HPC DevOps Engineer

Location
Working from home
Posted
Jul 29, 2021
Ref
2342
Required Education
Bachelors Degree
Position Type
Full time

HPC DevOps Engineer

The High-Performance Computing and Infrastructure group at Pacific Biosciences seeks a smart, creative, energetic new teammate to take our DevOps, automation, and engineering technology to the next level.

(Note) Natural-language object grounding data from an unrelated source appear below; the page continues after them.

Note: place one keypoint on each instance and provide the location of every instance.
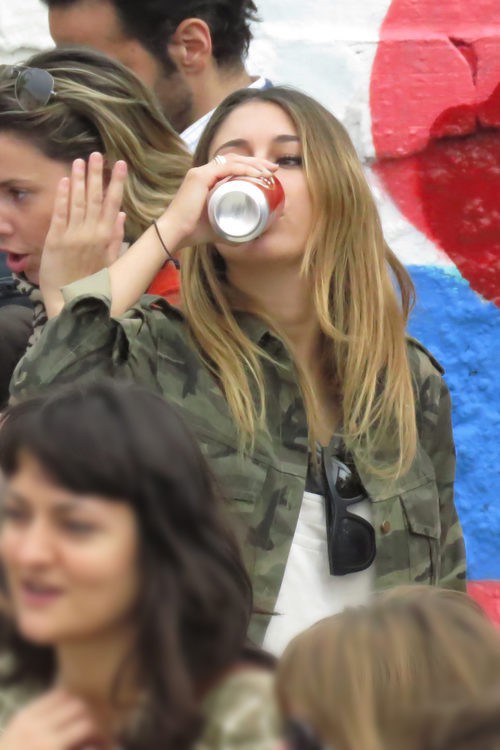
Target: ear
(191, 46)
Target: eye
(12, 515)
(18, 195)
(290, 160)
(78, 528)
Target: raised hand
(86, 231)
(184, 223)
(57, 721)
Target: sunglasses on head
(34, 87)
(300, 736)
(351, 539)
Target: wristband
(170, 257)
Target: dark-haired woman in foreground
(127, 601)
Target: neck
(285, 298)
(89, 669)
(214, 86)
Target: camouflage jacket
(240, 713)
(417, 530)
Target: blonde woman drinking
(328, 427)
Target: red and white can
(242, 208)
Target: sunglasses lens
(356, 544)
(33, 88)
(300, 736)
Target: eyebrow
(241, 142)
(17, 182)
(64, 506)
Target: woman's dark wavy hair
(127, 444)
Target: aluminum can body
(242, 208)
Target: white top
(308, 592)
(192, 134)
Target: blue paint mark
(463, 333)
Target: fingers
(114, 194)
(117, 237)
(89, 203)
(66, 719)
(94, 193)
(59, 219)
(237, 164)
(78, 193)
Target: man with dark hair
(191, 52)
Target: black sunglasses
(351, 539)
(300, 736)
(34, 87)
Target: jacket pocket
(421, 514)
(407, 527)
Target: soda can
(242, 208)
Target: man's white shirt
(192, 134)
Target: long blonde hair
(373, 677)
(99, 105)
(348, 265)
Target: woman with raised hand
(126, 601)
(329, 428)
(76, 104)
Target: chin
(43, 633)
(33, 276)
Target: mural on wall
(435, 115)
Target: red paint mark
(487, 594)
(435, 101)
(167, 284)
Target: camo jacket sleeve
(85, 343)
(241, 714)
(436, 438)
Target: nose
(6, 225)
(35, 545)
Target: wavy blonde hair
(351, 271)
(99, 105)
(375, 676)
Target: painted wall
(417, 82)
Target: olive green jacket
(417, 530)
(240, 713)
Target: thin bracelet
(170, 257)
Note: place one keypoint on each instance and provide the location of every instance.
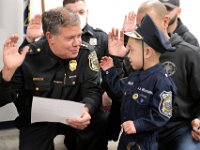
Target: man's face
(173, 13)
(67, 43)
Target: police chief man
(59, 67)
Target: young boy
(147, 93)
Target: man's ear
(49, 37)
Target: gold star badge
(72, 65)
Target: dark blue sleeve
(113, 84)
(161, 107)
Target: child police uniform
(147, 95)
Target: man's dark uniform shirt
(97, 38)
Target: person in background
(58, 66)
(147, 93)
(94, 36)
(175, 23)
(182, 132)
(99, 39)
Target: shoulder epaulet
(85, 45)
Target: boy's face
(135, 53)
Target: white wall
(11, 22)
(103, 14)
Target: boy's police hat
(171, 3)
(150, 34)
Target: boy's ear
(148, 52)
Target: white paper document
(54, 110)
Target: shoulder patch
(93, 61)
(165, 107)
(85, 45)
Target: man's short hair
(65, 2)
(54, 19)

This person will have a high level of technical knowledge, interpersonal skills to work cooperatively with a skilled group of passionate, friendly engineers, and a penchant for improving compute and storage systems with a thirst for automation.

Responsibilities:

  • Monitor and manage operation of the HPC Linux and clustered network storage environments
    • Anticipate and stay ahead of long-term capacity growth and short-term needs
    • Archive and marshal data to keep costs low
    • Maintain function and reduce downtime of shared systems
  • Streamline and automate HPC system deployment and updates
  • Work with HPC cluster users to ensure efficient resource utilization
  • Generate and communicate compute and storage cluster usage guidelines
  • Work closely within the team, as well as with cross-functional engineering, software, and bioinformatics groups to support and improve robustness and efficiency of systems
    • Capture current needs and potential improvements
    • Develop, test, re-test, deploy, and document cluster modifications
    • Interface with and train groups as needed
  • Be part of an on-call rotation for evening and weekend support

 


All listed tasks and responsibilities are deemed as essential functions to this position; however, business conditions may require reasonable accommodations for additional tasks and responsibilities.

Position Requirements:

 

 

  • Secondary school degree in computer science or related field and/or 6+ years of relevant full-time experience
  • Advanced working knowledge of:
    • Linux (CentOS, RHEL, etc)
    • NetApp ONTAP clustered storage
    • VMWare virtualization
    • Slurm/SGE schedulers
    • Configuration management (Ansible, Chef, Puppet, CFEngine, …)
  • Experience architecting and administering Linux-based HPC clusters, including resource scheduling, deployment, and hardware troubleshooting
  • Strong architectural knowledge of networked storage systems and file-sharing protocols
  • Experience with cloud deployment and integration (routing, automation)
  • Scripting skills (Python, YAML, Shell, Perl)
  • Experience with monitoring and alerting tools (Zabbix, PRTG)
  • Experience with Kafka, Redis, Elasticsearch
  • Knowledge of GPU workflows for machine learning
  • Ability to handle occasional after-hours or weekend support
  • Must be able to lift 40+ lb equipment (for datacenter work)
  • Must be a self-starter and be able to work effectively with minimal guidance and supervision

 


All qualified applicants will receive consideration for employment without regard to race, sex, color, religion, national origin, protected veteran status, or on the basis of disability, gender identity, and sexual orientation.